Recently I am migrating some microservices and streaming pipelines to AWS Fargate. This article mainly covers the issues, pitfalls and other useful notes when I was deploying a web backend with DataDog.

Previously we set up DataDog on a standard EC2 machine, together with the web application.

This article would omit stuff that are clearly mentioned and explained in the official DataDog documentations. It would only annotate on the issues I encountered during setup.

Resources/Terms Explanation

AWS Fargate: AWS managed container service, allows you to run your docker without worrying about underlying infrastructure.

DataDog: A monitoring tool for application, supports tracing of requests and calls in various resources

Breakdown Steps

Preparation

  1. Push your application container(s) into ECR or any container registry (if you have not done so)
  2. Generate API Key in DataDog
  3. Understand the basics of docker, how docker communicate with each other in a network

Create Task Definition

Setup the Task Definition normally, configure your Task Execution Role based on your application’s need.
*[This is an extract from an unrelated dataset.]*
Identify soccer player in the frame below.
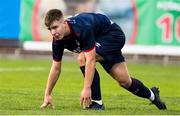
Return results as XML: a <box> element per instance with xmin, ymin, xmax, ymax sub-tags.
<box><xmin>41</xmin><ymin>9</ymin><xmax>166</xmax><ymax>109</ymax></box>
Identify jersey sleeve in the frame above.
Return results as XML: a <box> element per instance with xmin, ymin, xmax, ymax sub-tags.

The tricky part is the container setup, since we want to have the DataDog Agent and application in different containers, we need to configure both of them so that they could talk to each other.

It is stated in the official docs that:

To monitor your ECS Fargate tasks with Datadog, run the Agent as a container in same task definition as your application. To collect metrics with Datadog, each task definition should include a Datadog Agent container in addition to the application containers.
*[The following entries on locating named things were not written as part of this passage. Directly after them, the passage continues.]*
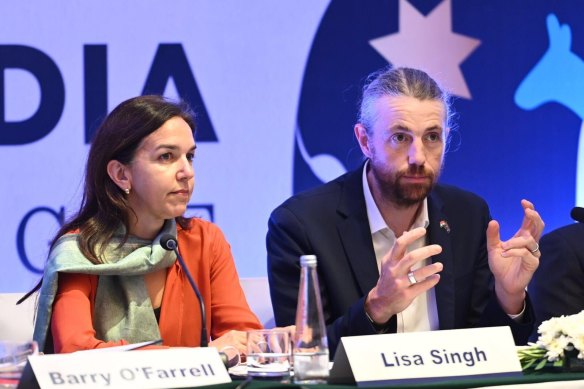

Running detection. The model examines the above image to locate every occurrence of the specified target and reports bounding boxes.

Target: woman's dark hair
[51,95,195,264]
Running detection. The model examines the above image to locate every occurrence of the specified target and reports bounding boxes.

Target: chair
[239,277,275,328]
[0,293,36,342]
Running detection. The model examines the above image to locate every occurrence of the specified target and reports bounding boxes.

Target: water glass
[247,329,291,379]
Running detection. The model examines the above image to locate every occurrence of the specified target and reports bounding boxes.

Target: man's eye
[160,153,172,161]
[426,132,442,142]
[391,134,408,143]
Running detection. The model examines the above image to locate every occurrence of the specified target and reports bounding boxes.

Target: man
[267,68,544,356]
[529,212,584,342]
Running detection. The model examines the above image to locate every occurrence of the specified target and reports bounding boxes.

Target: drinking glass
[247,329,291,379]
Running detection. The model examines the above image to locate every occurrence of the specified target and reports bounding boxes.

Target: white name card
[329,327,521,386]
[29,347,231,389]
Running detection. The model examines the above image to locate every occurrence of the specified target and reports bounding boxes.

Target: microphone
[160,234,209,347]
[570,207,584,223]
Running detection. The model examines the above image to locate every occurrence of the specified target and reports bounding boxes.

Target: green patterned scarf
[33,219,176,350]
Basically this means we need to have at least two containers in the Task Definition setup.

pic

Configure DataDog Agent Container

This is technically similar to set up the datadog-agent.yaml config file on a EC2 instance for DataDog, except on EC2 everything is filled with many options and you just need to uncomment stuff on a need basis. Here we need to configure everything using Environment Variable and Docker Label.
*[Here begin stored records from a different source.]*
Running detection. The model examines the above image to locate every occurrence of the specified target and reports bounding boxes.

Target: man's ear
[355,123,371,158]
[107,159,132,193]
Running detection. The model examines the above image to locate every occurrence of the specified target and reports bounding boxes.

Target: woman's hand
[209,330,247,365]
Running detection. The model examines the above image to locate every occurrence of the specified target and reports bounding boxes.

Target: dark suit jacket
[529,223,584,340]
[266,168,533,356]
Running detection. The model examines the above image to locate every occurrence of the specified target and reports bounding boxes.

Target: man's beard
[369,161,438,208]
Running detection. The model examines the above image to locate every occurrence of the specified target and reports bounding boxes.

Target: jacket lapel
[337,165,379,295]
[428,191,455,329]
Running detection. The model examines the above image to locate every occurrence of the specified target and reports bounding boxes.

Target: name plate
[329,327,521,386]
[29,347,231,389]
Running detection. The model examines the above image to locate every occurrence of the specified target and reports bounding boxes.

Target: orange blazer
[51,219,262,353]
Integration Setup tutorial could be found here: Integration Setup for ECS Fargate

Environment Variable configurations: Details of each ENVs used to configure the agent could be checked here: Docker Agent

Key Value
DD_API_KEY YOUR_API_KEY
DD_APM_ENABLED true
DD_APM_IGNORE_RESOURCES YOUR_IGNORED_RESOURCES
DD_APM_NON_LOCAL_TRAFFIC true
DD_APM_RECEIVER_PORT 8126
DD_DOGSTATSD_NON_LOCAL_TRAFFIC true
DD_DOGSTATSD_PORT 8125
ECS_FARGATE true

You will also need to open the ports configurations in containers, by default it is using 8126 to receive traces. Since we are not running the agent and the application on the same machine, NON_LOCAL_TRAFFIC related ENVs needs to be set as true.

APM & Distributed Tracing

Open the following ports as stated in docs:

Port Protocol
8126 TCP
8125 UDP

Configure Application Container

The configuration on the application container is much simpler. It will need to be able to send traces to the agent container. So we need to define two extra ENVs:

Key Value
DD_AGENT_HOST localhost
DD_TRACE_AGENT_PORT 8126

The localhost is not written anywhere on official docs. I originally use datadog-agent , the name of the agent container, after that I see the logs saying:

2019-07-16 07:57:03,286 : ERROR : Failed to send traces to Datadog Agent at datadog-agent:8126: [Errno -2] Name does not resolve

This tells us that the hostname in this case is not datadog-agent, which should work if we are using docker-compose by just stating the service name. Because of this I start to read more deeply in the Fargate docs and I found this here: https://docs.aws.amazon.com/AmazonECS/latest/developerguide/task-networking.html

When a task is started with the awsvpc network mode, … This means that all containers in a task are addressable by the IP addresses of the ENI, and they can communicate with each other over the localhostinterface.

Well then I tried localhost and it worked.

When I go back and try to understand the whole thing, I associated this with my effort to setup a docker Postgres Together with other applications. The IP address of the database to the application is never localhost, it is rather the assigned IP address by the docker host, but in Fargate because of ENI they seem to solve this problem.

Configure Application Code

I am using Python, so basically it is configure the tracer during application initialisation, nothing much to be elaborated here. Something similar to the following code would do:

import os
from ddtrace import tracer

tracer.configure(
    hostname=os.environ['DD_AGENT_HOST'],
    port=os.environ['DD_TRACE_AGENT_PORT'],
)

Conclusion

Enable logs for the DataDog agents help with the debugging. It is advised to leave it on for the first few times, and disabled it later on if you find it unnecessary.

I would consider myself pretty weak when it comes networks (never studied in an academic sense), but with constant exposure to things like docker-compose and managed services, you focus much more on the connection of resources rather than the provision of them. This is pretty useful.